Letter to the Editor: How Sex-Positive Is SLU Really?
At the St. Lawrence University Health Center, they want to be sex-positive and encourage students to practice safe sex, but they are missing a piece of the puzzle: testing for STIs.
People should get tested regularly, but according to McCaela Prentice’s article in The Hill News, on April 25, 2019, only 51 percent of SLU students have been tested. Prentice does not address how recently or with what regularity that testing had been done.
Although the Health Center offers free health visits, the lab results charge depending on what people are testing for.
The lab fees for testing chlamydia, gardnerella, and trichomonas cost $15 each, syphilis costs $10, and HIV costs $25. Emergency contraceptives are $30 each.
Although $25-$40 may not seem like a lot for some, it can be. It is safe to assume that some people only test when they are experiencing symptoms, but if prices were lower people could get tested regularly.
For most people, the greatest obstacles to getting medical attention are time and money.
If 24 percent of the U.S. does not seek medical attention due to cost, a college student is no different.
Furthermore, when you ask to get tested, you are expected to go to the hospital in Canton. Planned Parenthood offers some of the same testing, but they also have lab fees and are 0.7 miles off campus.

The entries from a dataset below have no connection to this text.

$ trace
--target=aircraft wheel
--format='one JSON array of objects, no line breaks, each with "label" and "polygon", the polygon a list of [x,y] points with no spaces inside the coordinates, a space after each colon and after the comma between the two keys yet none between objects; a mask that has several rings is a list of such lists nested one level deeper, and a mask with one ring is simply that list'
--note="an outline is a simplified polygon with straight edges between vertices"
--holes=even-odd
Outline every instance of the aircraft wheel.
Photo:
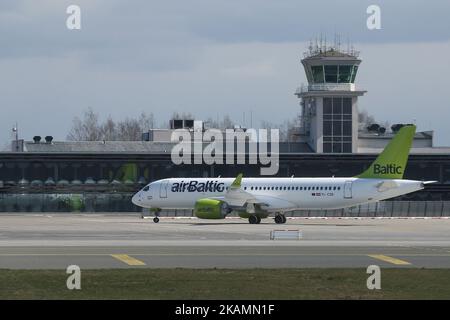
[{"label": "aircraft wheel", "polygon": [[154,223],[158,223],[158,222],[159,222],[159,218],[158,218],[158,217],[154,217],[154,218],[153,218],[153,222],[154,222]]},{"label": "aircraft wheel", "polygon": [[261,217],[256,216],[256,218],[258,219],[258,220],[256,220],[256,223],[260,224],[261,223]]},{"label": "aircraft wheel", "polygon": [[287,221],[286,216],[284,214],[282,214],[281,217],[283,218],[283,222],[282,223],[286,223],[286,221]]},{"label": "aircraft wheel", "polygon": [[284,223],[283,221],[284,221],[284,220],[283,220],[283,216],[282,216],[281,214],[277,214],[277,215],[275,216],[275,223],[276,223],[276,224]]},{"label": "aircraft wheel", "polygon": [[[261,219],[259,221],[261,221]],[[250,224],[257,224],[257,223],[259,223],[258,222],[258,217],[257,216],[250,216],[250,217],[248,217],[248,222]]]}]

Although Resident Life offers CAs bags full of condoms, only a couple of dental dams are available, and sometimes only one female condom can be found. STIs can be transmitted outside of penetrative sex, in particular through oral sex. With access to dental dams, those numbers might go down.

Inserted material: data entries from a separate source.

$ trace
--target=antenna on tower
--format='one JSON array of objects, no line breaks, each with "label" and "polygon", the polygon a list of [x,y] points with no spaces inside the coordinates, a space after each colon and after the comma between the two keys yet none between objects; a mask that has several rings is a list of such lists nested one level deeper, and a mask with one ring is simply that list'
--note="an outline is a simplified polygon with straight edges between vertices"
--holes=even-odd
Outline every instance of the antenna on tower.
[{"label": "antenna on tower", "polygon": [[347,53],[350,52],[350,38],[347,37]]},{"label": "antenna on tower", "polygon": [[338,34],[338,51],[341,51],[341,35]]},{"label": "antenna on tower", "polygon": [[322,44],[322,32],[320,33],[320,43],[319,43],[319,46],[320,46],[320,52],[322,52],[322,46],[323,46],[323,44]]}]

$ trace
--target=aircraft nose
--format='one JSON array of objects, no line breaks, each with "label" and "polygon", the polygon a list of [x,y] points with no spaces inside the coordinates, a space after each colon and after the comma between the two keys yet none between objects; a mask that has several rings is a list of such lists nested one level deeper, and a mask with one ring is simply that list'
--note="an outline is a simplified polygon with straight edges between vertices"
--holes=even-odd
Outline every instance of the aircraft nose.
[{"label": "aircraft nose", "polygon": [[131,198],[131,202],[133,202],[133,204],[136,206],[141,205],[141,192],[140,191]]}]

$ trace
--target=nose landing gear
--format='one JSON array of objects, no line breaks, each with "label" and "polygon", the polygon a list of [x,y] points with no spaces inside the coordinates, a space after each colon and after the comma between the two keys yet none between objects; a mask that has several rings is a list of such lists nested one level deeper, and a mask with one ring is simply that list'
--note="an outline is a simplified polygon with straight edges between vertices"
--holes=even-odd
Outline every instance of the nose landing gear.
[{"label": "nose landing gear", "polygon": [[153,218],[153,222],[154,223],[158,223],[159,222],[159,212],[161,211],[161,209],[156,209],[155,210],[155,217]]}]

Yet when you ask for dental dams, the Health Center says they have given all of them to ResLife, but ResLife only has a maximum of two per condom bag.
Not only is this harmful regularly, but this is particularly damning for the queer community on campus.
Access to condoms can be found in the Health Center, the Safe Place, the Dub, and some bathrooms in the Student Center, but most of the machines are empty.
Why not have more condoms out in the open, and give CAs more condoms?
SLU can call itself sex-positive, but to practice safe and healthy sex, we should have more access to cheaper/free testing and a less hetero-normative view of sex in reference to condoms/dental dams. If and when that changes, maybe the stigma surrounding STIs and testing will lessen.
Until students have access to more affordable testing and more condom varieties can SLU truly profess itself as sex-positive.